Comperi le tue due cassette di vino, paghi e te ne vai a pranzare, che è quasi l’una. Tornerai tra 10 minuti perché hai dimenticato la macchina fotografica: dovrai suonare a lungo e verrà ad aprirti in tuta da lavoro: “Come, non mangia?”. Risposta: “Eh, c’è da fare”.
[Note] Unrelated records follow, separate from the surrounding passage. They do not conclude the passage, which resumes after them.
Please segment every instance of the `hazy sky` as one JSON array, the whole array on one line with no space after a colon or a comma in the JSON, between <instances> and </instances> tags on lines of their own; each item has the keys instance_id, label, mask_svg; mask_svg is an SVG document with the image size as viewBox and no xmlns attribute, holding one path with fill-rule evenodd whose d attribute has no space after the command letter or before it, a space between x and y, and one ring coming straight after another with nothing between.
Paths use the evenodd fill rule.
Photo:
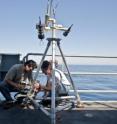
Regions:
<instances>
[{"instance_id":1,"label":"hazy sky","mask_svg":"<svg viewBox=\"0 0 117 124\"><path fill-rule=\"evenodd\" d=\"M57 3L57 24L74 24L67 37L58 33L64 54L117 56L117 0L54 0L54 6ZM35 25L39 16L44 22L46 5L47 0L0 0L0 53L23 57L44 52L47 41L39 41Z\"/></svg>"}]
</instances>

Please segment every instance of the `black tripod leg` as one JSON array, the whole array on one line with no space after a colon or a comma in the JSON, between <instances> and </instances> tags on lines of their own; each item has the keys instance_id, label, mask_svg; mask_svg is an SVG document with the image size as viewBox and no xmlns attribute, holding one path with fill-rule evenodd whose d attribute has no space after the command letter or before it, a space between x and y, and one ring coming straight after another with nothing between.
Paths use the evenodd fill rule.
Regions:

Roddolo vigne 1Ah, I vini?
Fate voi, non ho certo tirato fuori il libricino per prendere appunti, mi sarei sentito oltremodo ridicolo e imbarazzato; ad ogni modo, sarà stata la suggestione della Langa e del personaggio, ma mi sono sembrati tutti speciali, dal Dolcetto superiore (senza dubbio il dolcetto più piacevole e particolare mai assaggiato, pur restando invidiabilmente austero), passando per la ricca freschezza della Barbera e per uno stupefacente Nebbiolo, sicuramente ben superiore a tanti Baroli rinomati e di ben altro prezzo, per finire con il Barolo (che, pur implorandoti di esser messo via per altri dieci anni, è già godibile fin d’ora) e con il Cabernet (di grande spessore e complessità, dal quale emerge un varietale netto ma non stucchevole).

La prima conclusione è che Roddolo non è un sofisticato gentiluomo di campagna o un vignaiolo furbamente affabulatore, semplicemente è un contadino che sembra davvero amante della sua campagna e che ci tiene a fare un buon vino, e l’unico metodo che considera adatto per produrre le sue ventimila bottiglie l’anno è quello che ha visto usare da suo padre.

La seconda conclusione è che confesso un leggero moto di imbarazzo nello scrivere queste righe: cosa c’è di più distante della moderna vanità di un blog personale dalla imperturbabile semplicità di un vignaiolo che ancora possiede un vecchio telefono, di quelli della SIP, grigi e con la rotella per selezionare i numeri?